Cardinals drink and bathe regularly. A birdbath within sight of the feeding area, kept clean and filled, will draw them in during dry stretches even when seed interest slows.

A few birdbath tips that make a real difference:

  • Keep the water no deeper than two inches so birds can stand comfortably
  • Position the bath near cover -- birds want a quick escape route if they are startled
  • Refresh the water every one to two days to prevent algae and mosquito larvae
  • In cold climates, a heated bath or a model rated for freezing temperatures keeps water available when ponds and puddles are locked up

Seasonality. Cardinals are year-round residents across most of the eastern United States and have expanded their range into parts of the Southwest. Feeder activity tends to pick up in late fall and early winter when wild food supplies thin out, and again in late winter when birds are scouting territory ahead of breeding season. Summer traffic is lighter but does not disappear entirely.

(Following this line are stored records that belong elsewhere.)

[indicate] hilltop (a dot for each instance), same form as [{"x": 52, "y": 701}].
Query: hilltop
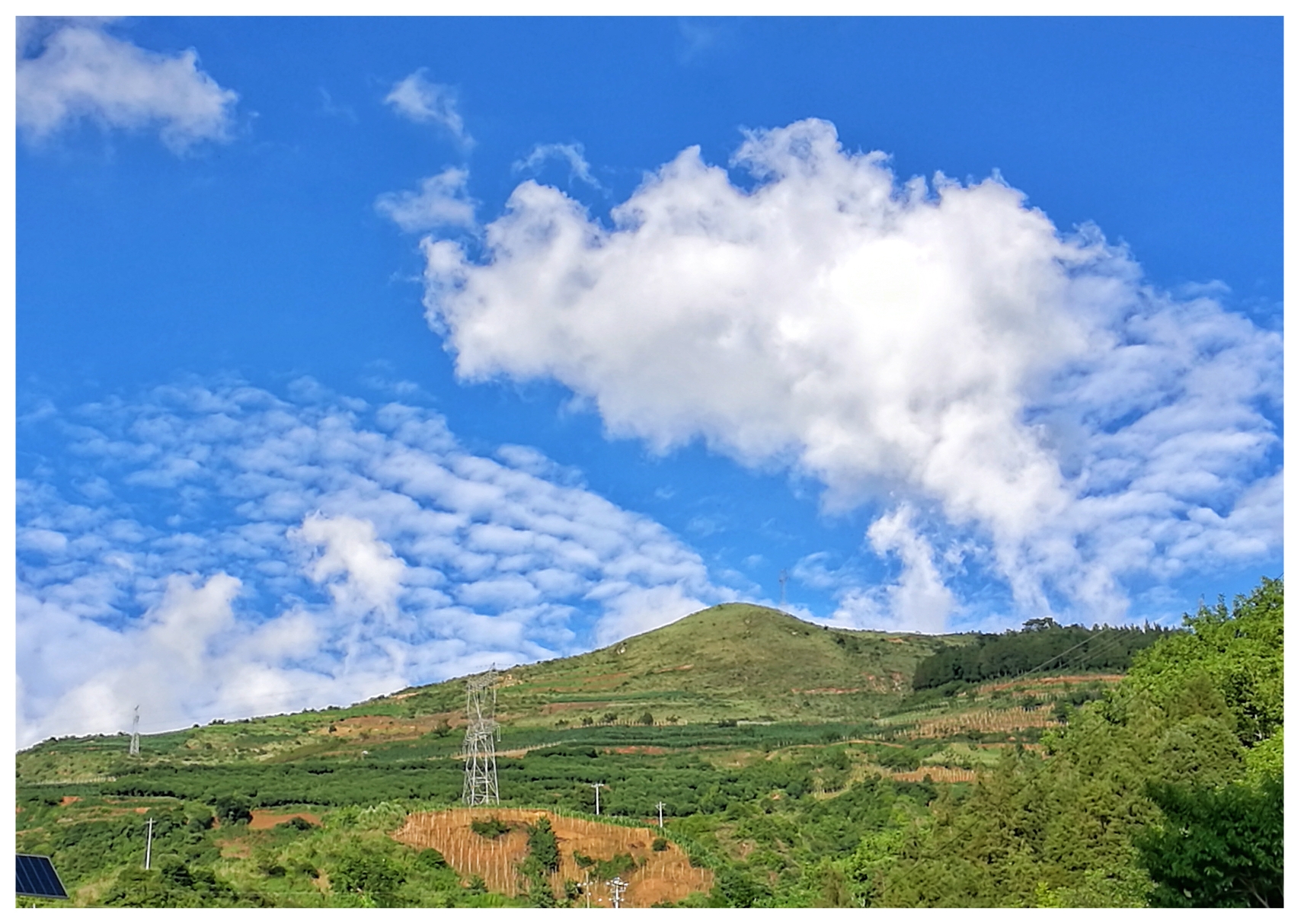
[{"x": 730, "y": 662}]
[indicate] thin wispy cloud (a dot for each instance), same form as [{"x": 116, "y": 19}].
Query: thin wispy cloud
[
  {"x": 439, "y": 202},
  {"x": 80, "y": 72},
  {"x": 418, "y": 100},
  {"x": 571, "y": 155},
  {"x": 241, "y": 553},
  {"x": 936, "y": 349}
]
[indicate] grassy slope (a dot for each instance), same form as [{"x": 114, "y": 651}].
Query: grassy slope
[{"x": 730, "y": 662}]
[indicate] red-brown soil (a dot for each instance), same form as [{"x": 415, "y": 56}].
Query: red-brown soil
[
  {"x": 263, "y": 821},
  {"x": 666, "y": 876}
]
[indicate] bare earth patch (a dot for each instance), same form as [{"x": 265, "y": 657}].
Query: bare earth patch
[
  {"x": 263, "y": 821},
  {"x": 666, "y": 876}
]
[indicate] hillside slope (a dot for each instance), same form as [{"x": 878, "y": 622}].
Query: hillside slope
[{"x": 731, "y": 662}]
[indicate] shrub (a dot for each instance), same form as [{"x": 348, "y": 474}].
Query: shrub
[{"x": 233, "y": 809}]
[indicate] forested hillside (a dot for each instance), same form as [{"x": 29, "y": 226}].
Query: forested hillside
[
  {"x": 1042, "y": 644},
  {"x": 792, "y": 766}
]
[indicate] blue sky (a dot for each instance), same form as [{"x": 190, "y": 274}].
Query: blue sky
[{"x": 360, "y": 353}]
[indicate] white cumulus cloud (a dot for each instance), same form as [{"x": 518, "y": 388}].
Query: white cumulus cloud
[
  {"x": 941, "y": 344},
  {"x": 324, "y": 551},
  {"x": 82, "y": 72}
]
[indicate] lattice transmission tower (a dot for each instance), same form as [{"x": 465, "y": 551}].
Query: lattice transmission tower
[{"x": 480, "y": 776}]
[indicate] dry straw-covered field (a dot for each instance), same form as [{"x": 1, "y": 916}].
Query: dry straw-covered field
[{"x": 664, "y": 876}]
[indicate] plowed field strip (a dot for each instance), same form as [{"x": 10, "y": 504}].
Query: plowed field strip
[{"x": 666, "y": 876}]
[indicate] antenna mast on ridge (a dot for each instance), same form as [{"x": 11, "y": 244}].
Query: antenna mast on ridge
[{"x": 480, "y": 775}]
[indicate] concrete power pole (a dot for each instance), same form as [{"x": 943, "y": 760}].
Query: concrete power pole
[
  {"x": 480, "y": 774},
  {"x": 616, "y": 887}
]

Be patient in the first few weeks. Cardinals are creatures of habit. Once a male locates a reliable food source, he typically returns at the same times each day. If you set up a feeder in a new spot, give it two to three weeks before worrying that nothing is coming. Cardinals scout an area from a distance before committing to a new feeding station. Keep the feeder topped off during that window -- an empty feeder teaches birds to look elsewhere.

Frequently Asked Questions

How long does it take to attract cardinals to a new feeder? Most yards in cardinal range start seeing visits within one to three weeks of setting up a stocked feeder. If your feeder has been out longer than that with no action, try moving it closer to shrubby cover and double-check that you are offering black-oil sunflower or safflower rather than a filler-heavy mix.

Do female cardinals visit feeders? Yes, females visit just as often as males. They are a warm buffy brown with reddish highlights on the crest, wings, and tail rather than the all-red of the male. The crest is the giveaway -- both sexes share it, and it is distinctive once you know to look for it. It is easy to miss females if you are scanning for the red birds specifically.

Will cardinals come to a feeder in summer? They will, though summer traffic is lighter than fall and winter. Cardinals shift toward insects and wild berries during the breeding season. Keep the feeder stocked -- adults still stop by, and juvenile cardinals (dull brownish all over with a dark bill and no red) start appearing at feeders a few weeks after they fledge.

What is the best cardinal food for winter? Black-oil sunflower seeds are the best single option year-round. Safflower also works well in winter since it stays fresh longer in cold air than in summer humidity. Avoid cheap mixes loaded with milo -- cardinals will toss it aside and waste seed searching for the good stuff.

Should I worry about outdoor cats near the feeder? Cats are a significant threat to ground-level birds. If cats visit your yard, position feeders high enough that birds have a clear flight path, and keep ground cover tight around the feeder base rather than loose enough for a cat to hide. Dense, thorny shrubs near the feeding area give cardinals cover while being less comfortable for cats to sit in.